By Peter B. de Selding - August 5, 2010
PONTE VEDRA, Fla. — Satellite fleet operator Telesat on Aug. 5 said the recent change in Canada’s regulations governing telecommunications providers means Telesat is now eligible for purchase by a non-Canadian entity.
In a conference call with investors, Telesat Chief Executive Daniel S. Goldberg said the regulatory reform that took effect in July requires no further modification. Ottawa-based Telesat, he said, may now be purchased by any non-Canadian entity so long as the acquisition meets the “net benefit” criteria established by Industry Canada, the nation’s regulatory authority.
Goldberg said the law appears similar to rules established in the United States and applied by the Federal Communications Commission.
Telesat is the world’s fourth-largest fixed satellite services fleet operator. Canada’s PSP Investments, a pension fund, has a minority economic interest in the company but majority voting rights. New York-based Loral Space and Communications owns a 64 percent economic interest but only a 33.3 percent voting stake in the company, in keeping with former limits on foreign ownership of Canadian satellite operators.

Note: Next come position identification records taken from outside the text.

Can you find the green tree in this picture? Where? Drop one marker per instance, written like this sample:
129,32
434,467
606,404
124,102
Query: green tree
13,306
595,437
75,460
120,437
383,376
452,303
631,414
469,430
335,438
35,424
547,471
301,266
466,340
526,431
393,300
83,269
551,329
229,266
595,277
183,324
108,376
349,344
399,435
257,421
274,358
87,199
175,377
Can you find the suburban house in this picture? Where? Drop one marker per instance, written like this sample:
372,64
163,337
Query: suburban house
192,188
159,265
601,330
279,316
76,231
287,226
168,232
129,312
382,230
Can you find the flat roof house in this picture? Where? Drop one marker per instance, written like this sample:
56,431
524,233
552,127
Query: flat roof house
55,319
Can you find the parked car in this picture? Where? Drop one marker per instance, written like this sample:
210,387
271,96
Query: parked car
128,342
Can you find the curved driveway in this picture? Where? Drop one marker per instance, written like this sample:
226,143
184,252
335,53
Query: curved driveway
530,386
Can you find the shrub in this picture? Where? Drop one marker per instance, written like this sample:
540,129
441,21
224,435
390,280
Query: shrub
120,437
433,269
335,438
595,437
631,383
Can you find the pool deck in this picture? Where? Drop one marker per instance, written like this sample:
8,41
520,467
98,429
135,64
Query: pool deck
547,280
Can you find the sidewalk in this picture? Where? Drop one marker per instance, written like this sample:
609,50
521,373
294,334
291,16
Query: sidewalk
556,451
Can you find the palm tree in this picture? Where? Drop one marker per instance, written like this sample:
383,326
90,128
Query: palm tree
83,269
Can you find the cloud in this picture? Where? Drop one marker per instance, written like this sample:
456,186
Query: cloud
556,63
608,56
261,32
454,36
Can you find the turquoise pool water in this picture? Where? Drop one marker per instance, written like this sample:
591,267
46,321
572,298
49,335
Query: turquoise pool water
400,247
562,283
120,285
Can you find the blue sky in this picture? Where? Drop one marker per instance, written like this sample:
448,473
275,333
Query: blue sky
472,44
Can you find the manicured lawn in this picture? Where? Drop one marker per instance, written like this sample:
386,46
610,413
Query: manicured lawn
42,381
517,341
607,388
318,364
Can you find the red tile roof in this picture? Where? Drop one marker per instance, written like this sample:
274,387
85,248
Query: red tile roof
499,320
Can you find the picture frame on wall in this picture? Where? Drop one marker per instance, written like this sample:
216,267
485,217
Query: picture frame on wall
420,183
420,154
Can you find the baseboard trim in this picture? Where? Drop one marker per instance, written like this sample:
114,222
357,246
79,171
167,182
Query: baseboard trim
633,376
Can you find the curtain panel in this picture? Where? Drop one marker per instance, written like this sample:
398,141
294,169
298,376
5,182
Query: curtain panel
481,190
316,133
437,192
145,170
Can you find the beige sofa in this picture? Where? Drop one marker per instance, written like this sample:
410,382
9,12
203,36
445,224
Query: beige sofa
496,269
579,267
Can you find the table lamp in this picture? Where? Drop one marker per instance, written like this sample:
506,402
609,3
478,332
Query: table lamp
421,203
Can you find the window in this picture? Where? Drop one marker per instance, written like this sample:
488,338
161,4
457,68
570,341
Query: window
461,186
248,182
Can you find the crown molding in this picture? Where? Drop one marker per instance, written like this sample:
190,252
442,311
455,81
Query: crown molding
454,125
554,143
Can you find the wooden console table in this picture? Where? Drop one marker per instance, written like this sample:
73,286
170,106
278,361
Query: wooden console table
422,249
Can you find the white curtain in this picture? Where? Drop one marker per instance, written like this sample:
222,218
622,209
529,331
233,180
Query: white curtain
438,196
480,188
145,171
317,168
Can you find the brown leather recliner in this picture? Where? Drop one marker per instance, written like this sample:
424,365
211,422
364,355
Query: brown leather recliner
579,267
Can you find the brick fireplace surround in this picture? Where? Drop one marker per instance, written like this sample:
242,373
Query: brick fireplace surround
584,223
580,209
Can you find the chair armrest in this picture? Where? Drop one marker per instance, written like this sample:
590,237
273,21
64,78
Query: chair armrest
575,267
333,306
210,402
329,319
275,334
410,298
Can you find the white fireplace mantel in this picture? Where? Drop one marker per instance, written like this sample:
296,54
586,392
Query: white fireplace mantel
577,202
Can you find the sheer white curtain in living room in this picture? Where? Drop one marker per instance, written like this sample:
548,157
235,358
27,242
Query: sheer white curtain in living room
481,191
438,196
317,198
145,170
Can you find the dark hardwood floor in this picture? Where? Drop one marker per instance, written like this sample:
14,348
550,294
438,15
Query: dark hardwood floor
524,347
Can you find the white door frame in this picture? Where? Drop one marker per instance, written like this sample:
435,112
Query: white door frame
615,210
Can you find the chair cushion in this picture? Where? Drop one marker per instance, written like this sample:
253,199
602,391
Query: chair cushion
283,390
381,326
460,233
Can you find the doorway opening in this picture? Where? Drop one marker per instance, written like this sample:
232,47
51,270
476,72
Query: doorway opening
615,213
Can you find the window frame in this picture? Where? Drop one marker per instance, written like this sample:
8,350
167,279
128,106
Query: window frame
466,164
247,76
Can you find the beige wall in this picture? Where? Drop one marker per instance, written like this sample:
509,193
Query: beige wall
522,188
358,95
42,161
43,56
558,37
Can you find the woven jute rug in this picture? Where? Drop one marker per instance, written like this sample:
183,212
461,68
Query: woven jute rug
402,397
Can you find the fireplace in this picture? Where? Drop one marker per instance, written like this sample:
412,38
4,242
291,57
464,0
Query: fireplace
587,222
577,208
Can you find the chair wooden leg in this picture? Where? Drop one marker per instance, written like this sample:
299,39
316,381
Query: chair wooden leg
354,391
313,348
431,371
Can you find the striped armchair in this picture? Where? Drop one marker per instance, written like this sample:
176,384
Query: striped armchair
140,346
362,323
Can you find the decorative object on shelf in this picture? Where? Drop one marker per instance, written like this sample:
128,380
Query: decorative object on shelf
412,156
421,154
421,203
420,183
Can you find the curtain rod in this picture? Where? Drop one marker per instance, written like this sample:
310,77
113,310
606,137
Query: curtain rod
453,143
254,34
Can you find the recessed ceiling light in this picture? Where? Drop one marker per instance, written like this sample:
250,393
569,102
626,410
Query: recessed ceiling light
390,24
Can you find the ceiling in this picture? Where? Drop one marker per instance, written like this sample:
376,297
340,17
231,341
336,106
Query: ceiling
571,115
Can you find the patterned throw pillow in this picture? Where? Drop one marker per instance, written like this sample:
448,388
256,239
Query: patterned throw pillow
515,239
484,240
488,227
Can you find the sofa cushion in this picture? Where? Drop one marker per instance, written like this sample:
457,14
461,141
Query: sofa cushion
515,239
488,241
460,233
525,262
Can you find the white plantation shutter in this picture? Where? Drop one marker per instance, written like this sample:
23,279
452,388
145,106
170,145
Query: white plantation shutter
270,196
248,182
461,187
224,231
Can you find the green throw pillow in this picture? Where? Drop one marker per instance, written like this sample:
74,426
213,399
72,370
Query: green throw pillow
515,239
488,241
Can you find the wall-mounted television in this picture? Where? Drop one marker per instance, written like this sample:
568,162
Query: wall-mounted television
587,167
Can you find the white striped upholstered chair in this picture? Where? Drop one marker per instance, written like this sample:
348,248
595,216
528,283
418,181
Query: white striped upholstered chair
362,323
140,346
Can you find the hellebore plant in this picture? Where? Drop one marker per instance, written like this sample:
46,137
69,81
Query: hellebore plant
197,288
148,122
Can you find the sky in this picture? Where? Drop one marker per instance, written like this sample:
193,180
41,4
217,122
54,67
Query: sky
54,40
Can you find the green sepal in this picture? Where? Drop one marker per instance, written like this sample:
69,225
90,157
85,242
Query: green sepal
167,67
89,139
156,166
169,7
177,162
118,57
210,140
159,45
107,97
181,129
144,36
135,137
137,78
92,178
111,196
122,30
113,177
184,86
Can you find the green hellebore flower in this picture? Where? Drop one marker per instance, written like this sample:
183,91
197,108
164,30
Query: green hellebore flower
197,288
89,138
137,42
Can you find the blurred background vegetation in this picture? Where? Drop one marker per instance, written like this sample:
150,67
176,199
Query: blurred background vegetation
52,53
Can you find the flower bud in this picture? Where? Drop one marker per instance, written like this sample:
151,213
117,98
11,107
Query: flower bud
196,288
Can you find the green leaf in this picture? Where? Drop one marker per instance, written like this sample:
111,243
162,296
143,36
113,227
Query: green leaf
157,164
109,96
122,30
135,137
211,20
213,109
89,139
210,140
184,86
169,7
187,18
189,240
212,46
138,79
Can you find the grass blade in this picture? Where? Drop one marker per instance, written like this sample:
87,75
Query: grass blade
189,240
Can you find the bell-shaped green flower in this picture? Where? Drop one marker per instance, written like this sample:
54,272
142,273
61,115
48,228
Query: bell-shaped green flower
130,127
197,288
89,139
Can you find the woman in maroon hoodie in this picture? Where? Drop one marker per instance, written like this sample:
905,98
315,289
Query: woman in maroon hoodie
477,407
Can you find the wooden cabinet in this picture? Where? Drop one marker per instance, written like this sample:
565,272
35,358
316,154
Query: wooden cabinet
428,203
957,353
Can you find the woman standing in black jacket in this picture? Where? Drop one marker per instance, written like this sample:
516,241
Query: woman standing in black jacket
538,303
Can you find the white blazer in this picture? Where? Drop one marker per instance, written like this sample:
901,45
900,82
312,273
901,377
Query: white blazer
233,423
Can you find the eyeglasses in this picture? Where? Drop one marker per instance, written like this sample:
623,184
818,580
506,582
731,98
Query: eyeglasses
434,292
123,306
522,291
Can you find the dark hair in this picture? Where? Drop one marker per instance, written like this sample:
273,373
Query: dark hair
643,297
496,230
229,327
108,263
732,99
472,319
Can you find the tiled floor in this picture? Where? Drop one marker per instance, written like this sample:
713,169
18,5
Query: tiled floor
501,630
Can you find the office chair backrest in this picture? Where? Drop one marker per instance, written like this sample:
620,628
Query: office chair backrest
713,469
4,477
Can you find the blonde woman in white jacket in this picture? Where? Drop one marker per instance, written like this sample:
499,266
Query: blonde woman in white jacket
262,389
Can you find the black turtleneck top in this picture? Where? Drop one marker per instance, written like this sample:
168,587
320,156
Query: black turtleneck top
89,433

With the regulatory restrictions now removed, Telesat is an eligible acquisition target. Satellite fleet operator SES of Luxembourg has suggested it may be interested, and industry officials have said Paris-based Eutelsat is also a potential buyer. SES and Eutelsat, both cash rich and with little debt, are respectively the world’s second- and third-largest fleet operators when measured by revenue.